神が離れた後には血のにおいが満ちていた。
恐怖にかられた住民達は、夫が妻を、母親が自分の子供達を、兄が弟を攻撃してしまった。
一緒に笑い、愛し合った家族や隣人達が、自分を攻撃してくる敵に見えたのである。
生き残るため、目に見える全てを殺そうと思ったのだ。
ほとんどの者が酷い怪我をしてしまい、流れた血ですべてが赤く染まってしまった。
まるでその血を洗い流すように雨が降り始めたころ、フロックスが町の入口に着いた。
地獄のような光景にに衝撃を受けたフロックスは町の中へ入った。
耳に入るのはつらいわめき声と、さらに激しくなる雨の音だけ。
旅館に着いたフロックスの目に、胸にナイフを刺され、地面に倒れているリオナが見えた。
フロックスは走り出してリオナを抱き上げた。

「リオナ!リオナ!!」

リオナを呼ぶフロックスの耳に、すぐにも消えそうな声が聞こえてきた。

「フ…フロック…ス?」

「うん、俺だよ。
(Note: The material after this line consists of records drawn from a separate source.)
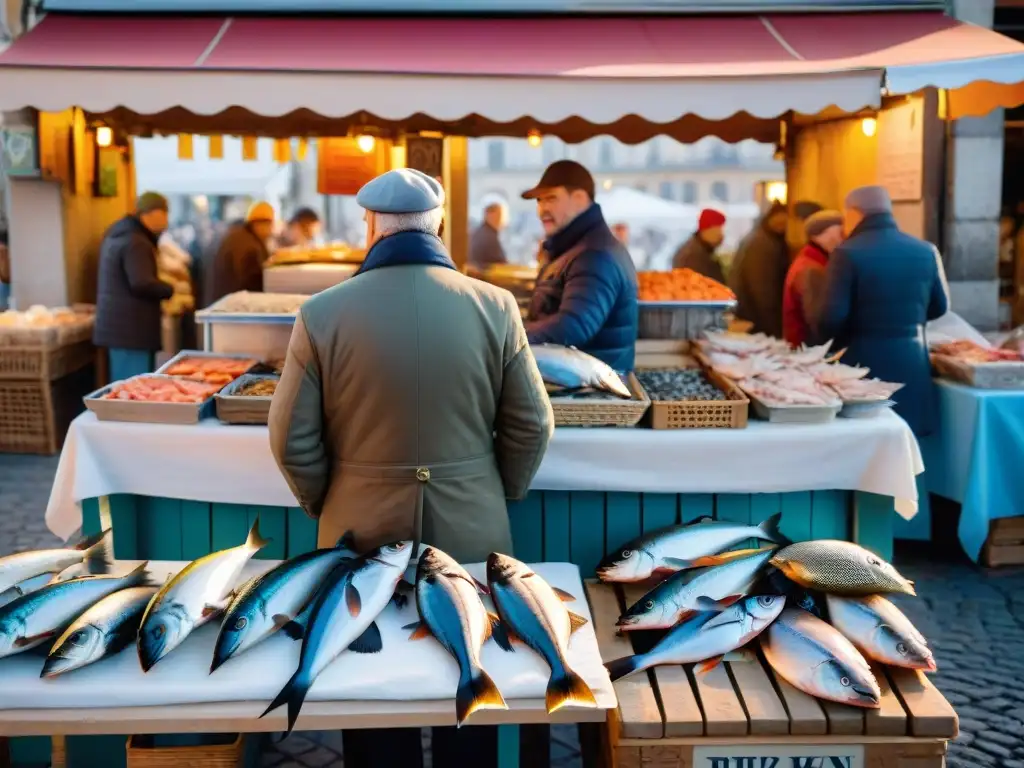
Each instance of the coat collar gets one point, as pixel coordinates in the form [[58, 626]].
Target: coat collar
[[407, 248], [576, 230]]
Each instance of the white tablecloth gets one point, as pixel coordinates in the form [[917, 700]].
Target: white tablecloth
[[212, 462]]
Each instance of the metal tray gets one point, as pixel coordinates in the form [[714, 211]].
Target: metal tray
[[147, 413]]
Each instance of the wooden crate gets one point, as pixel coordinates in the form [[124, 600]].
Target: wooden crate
[[1006, 543], [669, 718]]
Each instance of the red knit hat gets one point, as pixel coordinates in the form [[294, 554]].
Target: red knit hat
[[709, 218]]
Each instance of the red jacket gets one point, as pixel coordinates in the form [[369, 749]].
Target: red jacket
[[802, 291]]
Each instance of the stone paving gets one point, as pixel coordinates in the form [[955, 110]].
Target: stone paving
[[973, 617]]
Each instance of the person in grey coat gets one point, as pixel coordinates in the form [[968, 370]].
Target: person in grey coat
[[759, 269]]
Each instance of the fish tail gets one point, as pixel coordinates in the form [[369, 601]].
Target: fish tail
[[566, 687], [254, 541], [476, 691]]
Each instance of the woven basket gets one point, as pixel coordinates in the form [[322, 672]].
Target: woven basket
[[603, 413], [228, 755]]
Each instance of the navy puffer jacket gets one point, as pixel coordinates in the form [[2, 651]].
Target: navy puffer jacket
[[587, 296]]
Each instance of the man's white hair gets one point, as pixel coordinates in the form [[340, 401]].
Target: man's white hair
[[391, 223]]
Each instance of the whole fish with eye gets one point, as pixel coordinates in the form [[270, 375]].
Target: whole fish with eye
[[569, 370], [535, 612], [840, 568], [687, 592], [679, 547], [283, 591], [709, 637], [881, 631], [450, 605], [813, 656], [41, 615], [194, 596], [103, 630], [342, 615]]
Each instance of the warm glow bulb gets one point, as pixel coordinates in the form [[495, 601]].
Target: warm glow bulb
[[104, 135]]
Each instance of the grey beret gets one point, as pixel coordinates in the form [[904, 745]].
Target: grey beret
[[869, 200], [818, 222], [401, 190]]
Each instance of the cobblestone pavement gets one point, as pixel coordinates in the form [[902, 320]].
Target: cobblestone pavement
[[974, 620]]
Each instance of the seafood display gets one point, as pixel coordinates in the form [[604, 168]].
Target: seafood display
[[568, 370]]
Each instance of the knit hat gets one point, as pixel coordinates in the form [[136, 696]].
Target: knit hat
[[818, 222], [710, 218], [148, 202]]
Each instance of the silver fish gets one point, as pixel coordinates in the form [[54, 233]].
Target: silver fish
[[680, 547], [103, 630], [678, 596], [343, 615], [708, 637], [531, 610], [43, 614], [26, 565], [567, 368], [813, 656], [197, 594], [881, 631], [450, 605]]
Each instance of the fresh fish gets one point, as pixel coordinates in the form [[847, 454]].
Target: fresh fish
[[813, 656], [708, 637], [881, 631], [680, 547], [451, 609], [103, 630], [342, 615], [43, 614], [839, 568], [197, 594], [535, 612], [283, 591], [679, 596], [567, 368], [25, 565]]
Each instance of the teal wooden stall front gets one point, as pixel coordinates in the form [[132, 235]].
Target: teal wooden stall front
[[548, 525]]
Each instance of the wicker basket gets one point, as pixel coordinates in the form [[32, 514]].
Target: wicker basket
[[228, 755], [603, 413]]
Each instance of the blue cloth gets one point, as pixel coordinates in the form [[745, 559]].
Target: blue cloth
[[587, 296], [407, 248], [128, 363], [975, 457], [881, 288]]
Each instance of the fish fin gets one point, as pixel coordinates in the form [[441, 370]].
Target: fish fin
[[369, 642], [352, 600], [254, 541], [564, 596], [620, 668], [566, 687], [294, 693], [476, 691], [576, 622], [419, 629]]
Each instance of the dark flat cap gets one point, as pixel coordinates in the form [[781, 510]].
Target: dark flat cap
[[401, 190]]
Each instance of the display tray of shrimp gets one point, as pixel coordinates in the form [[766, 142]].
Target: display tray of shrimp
[[154, 398]]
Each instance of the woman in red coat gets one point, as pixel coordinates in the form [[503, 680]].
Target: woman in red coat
[[805, 279]]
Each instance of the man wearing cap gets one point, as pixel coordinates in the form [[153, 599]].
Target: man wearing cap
[[586, 295], [881, 288], [238, 263], [698, 252], [128, 291], [804, 282]]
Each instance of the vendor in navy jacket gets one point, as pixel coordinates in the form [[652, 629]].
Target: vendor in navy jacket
[[586, 295]]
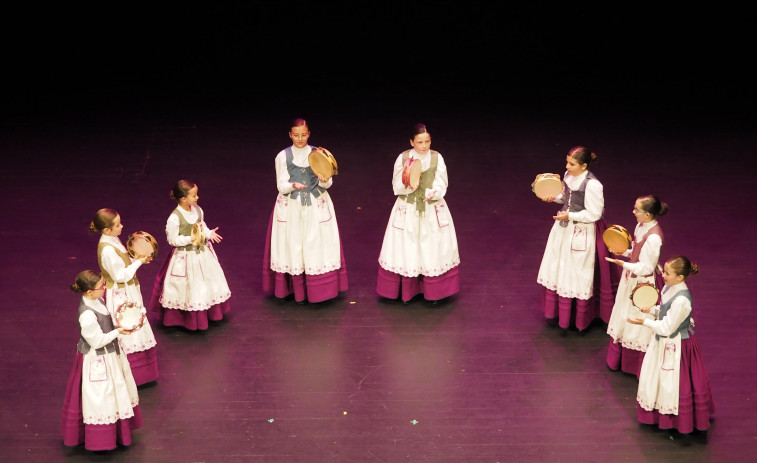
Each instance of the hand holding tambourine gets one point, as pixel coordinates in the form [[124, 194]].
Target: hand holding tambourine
[[142, 246]]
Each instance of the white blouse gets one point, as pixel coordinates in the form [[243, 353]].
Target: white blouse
[[650, 252], [679, 310], [90, 329], [299, 158], [112, 262], [173, 223], [594, 200]]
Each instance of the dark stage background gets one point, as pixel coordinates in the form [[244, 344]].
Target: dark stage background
[[107, 108]]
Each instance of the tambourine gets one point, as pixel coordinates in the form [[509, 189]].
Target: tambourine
[[130, 316], [323, 163], [198, 234], [645, 295], [617, 238], [411, 173], [142, 244], [547, 185]]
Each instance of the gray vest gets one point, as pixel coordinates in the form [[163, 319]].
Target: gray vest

何があった?誰がこんな真似を…」

「わ…分からない… いきなり ひ…人々が…」

リオナはそれ以上続けられず、生き絶えてしまった。

「リオナ…リオナ!お願いだ…目を覚ましてくれ…リオナ!」

絶叫するフロックスの声が空まで響いていた。
火の神の絶叫にあわせるように雨足がもっと激しくなり嵐に変わった。
それは、地面に衝突する雨の音に混ざり、だんだん泣き声に変わっていった。